The 72nd Ohio Infantry mustered out of service at Vicksburg, Mississippi, on September 11, 1865.

==Detailed service==
===1862===
Moved to Camp Chase, Ohio, January 24, then to Paducah, Ky. Moved from Paducah, Ky., to Savannah, Tenn., March 6–10, 1862. Expedition from Savannah to Yellow Creek, Miss., and occupation of Pittsburg Landing, Tenn., March 14–17. Crump's Landing April 4. Battle of Shiloh April 6–7. Advance on and siege of Corinth, Miss., April 29-May 30. Russell House, near Corinth, May 17. March to Memphis, Tenn., via La-Grange, Grand Junction, and Holly Springs June 1-July 21. Duty at Memphis, Tenn., until November. Grant's Central Mississippi Campaign, operations on the Mississippi Central Railroad, November 2, 1862, to January 12, 1863.

===1863===
Duty at White's Station until March 13. Ordered to Memphis, Tenn., then to Young's Point, La. Operations against Vicksburg, Miss., April 2-July 4. Moved to join army in rear of Vicksburg, Miss., May 2–14. Mississippi Springs May 13. Jackson, Miss., May 14. Siege of Vicksburg May 18-July 4. Assaults on Vicksburg May 19 and 22. Expedition to Mechanicsburg May 26-June 4. Advance on Jackson, Miss., July 5–10. Siege of Jackson July 10–17. Brandon Station July 19. Camp at Big Black until November. Expedition to Canton October 13–20. Bogue Chitto Creek October 17. Ordered to Memphis, Tenn., and guard Memphis & Charleston Railroad at Germantown until January 1864.

===1864===
Expedition to Wyatt's, Miss., February 6–18. Coldwater Ferry February 8. Near Senatobia February 8–9. Wyatt's February. Operations against Forrest in western Tennessee and Kentucky March 16-April 14. Defense of Paducah, Ky., April 14. Sturgis' Expedition to Ripley, Miss., April 30-May 2. Sturgis' Expedition to Guntown, Miss., June 1–13. Battle of Brices Cross Roads, near Guntown, June 10. Salem June 11. Smith's Expedition to Tupelo, Miss., July 5–21. Camargo's Cross Roads, Harrisburg, July 13. Harrisburg, near Tupelo, July 14–15. Old Town or Tishamingo Creek July 15. Smith's Expedition to Oxford, Miss., August 1–30. Abbeville August 23. Moved to Duvall's Bluff, Ark., September 1. March through Arkansas and Missouri in pursuit of Price September 17-November 16. Moved to Nashville, Tenn., November 21-December 1. Reconnaissance from Nashville December 6. Battle of Nashville December 15–16. During the battle, 1st Lt. Col. Charles H. McCleary of Company C captured the battle flag of the 4th Florida Infantry Regiment, for which he was awarded the Medal of Honor.

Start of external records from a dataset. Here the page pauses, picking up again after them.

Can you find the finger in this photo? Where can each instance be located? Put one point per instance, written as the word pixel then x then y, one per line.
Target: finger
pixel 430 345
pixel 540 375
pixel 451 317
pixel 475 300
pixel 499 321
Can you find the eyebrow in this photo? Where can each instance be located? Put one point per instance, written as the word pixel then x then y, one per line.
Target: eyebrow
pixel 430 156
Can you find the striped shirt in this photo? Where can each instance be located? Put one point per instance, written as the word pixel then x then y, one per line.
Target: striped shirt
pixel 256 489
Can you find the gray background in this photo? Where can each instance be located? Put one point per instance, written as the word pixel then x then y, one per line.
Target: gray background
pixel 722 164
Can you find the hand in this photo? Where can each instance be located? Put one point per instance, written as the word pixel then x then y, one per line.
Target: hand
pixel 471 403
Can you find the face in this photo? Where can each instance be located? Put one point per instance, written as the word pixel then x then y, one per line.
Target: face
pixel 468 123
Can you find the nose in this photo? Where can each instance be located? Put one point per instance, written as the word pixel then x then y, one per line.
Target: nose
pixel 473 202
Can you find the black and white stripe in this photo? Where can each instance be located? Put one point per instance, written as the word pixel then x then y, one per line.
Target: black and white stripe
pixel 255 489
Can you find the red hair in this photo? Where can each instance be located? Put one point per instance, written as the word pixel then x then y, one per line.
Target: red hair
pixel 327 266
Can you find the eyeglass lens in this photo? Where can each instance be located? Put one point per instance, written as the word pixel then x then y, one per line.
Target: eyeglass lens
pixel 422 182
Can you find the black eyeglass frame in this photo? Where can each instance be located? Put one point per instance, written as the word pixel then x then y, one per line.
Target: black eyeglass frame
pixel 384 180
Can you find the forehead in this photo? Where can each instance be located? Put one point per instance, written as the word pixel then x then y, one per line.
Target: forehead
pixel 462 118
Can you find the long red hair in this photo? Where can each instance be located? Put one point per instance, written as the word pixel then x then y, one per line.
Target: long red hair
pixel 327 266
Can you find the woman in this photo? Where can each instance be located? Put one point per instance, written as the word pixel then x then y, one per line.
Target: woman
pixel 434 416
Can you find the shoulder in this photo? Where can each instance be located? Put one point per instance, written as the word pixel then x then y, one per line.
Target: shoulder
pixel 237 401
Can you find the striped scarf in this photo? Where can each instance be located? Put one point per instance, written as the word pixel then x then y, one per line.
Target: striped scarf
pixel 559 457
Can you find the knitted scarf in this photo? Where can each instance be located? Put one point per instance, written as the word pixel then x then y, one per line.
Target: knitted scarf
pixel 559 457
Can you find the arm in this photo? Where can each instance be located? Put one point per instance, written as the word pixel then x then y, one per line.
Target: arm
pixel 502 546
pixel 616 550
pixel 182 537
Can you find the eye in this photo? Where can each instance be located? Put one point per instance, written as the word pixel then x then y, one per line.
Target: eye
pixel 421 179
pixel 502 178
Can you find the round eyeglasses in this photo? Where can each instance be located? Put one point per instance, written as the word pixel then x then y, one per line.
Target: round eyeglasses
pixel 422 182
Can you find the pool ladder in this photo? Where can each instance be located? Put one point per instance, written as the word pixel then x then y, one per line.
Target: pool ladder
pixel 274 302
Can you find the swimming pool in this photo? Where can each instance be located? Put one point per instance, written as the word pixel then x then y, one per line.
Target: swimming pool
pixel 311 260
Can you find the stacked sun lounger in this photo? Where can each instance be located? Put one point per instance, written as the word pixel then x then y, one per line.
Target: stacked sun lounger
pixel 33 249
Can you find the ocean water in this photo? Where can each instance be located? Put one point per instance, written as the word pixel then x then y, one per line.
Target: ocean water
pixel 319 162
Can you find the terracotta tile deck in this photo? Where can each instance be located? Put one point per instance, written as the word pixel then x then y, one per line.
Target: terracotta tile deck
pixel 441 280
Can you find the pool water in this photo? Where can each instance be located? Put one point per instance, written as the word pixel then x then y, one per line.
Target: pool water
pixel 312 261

Pursuit of Hood to the Tennessee River December 17–28.

===1865===
At Eastport, Miss., until February 1865. Moved to New Orleans, La., February 9–22. Campaign against Mobile, Ala., and its defenses March 17-April 12. Siege of Spanish Fort and Fort Blakely March 26-April 8. Assault and capture of Fort Blakely April 9. Occupation of Mobile April 12. March to Montgomery April 13–25, and duty there until May 10. Moved to Meridian, Miss., and duty there until September.

==Casualties==
The regiment lost a total of 298 men during service; 4 officers and 56 enlisted men killed or mortally wounded, 2 officers and 236 enlisted men died of disease.

==Commanders==
- Colonel Ralph Pomeroy Buckland – promoted to Brigadier General, November 29, 1862
- Lieutenant Colonel Herman Canfield – commanded at Battle of Shiloh and killed in action, April 6, 1862
- Lieutenant Colonel Leroy Crockett – commanded during Siege of Vicksburg; died December 10, 1863
- Lieutenant Colonel Charles G. Eaton – commanded during Siege of Vicksburg as major and at Battle of Nashville; mustered out with regiment September 11, 1865

==Notable members==
- 1st Lieutenant Charles H. McCleary, Company C – Medal of Honor recipient for action at the Battle of Nashville, December 16, 1864.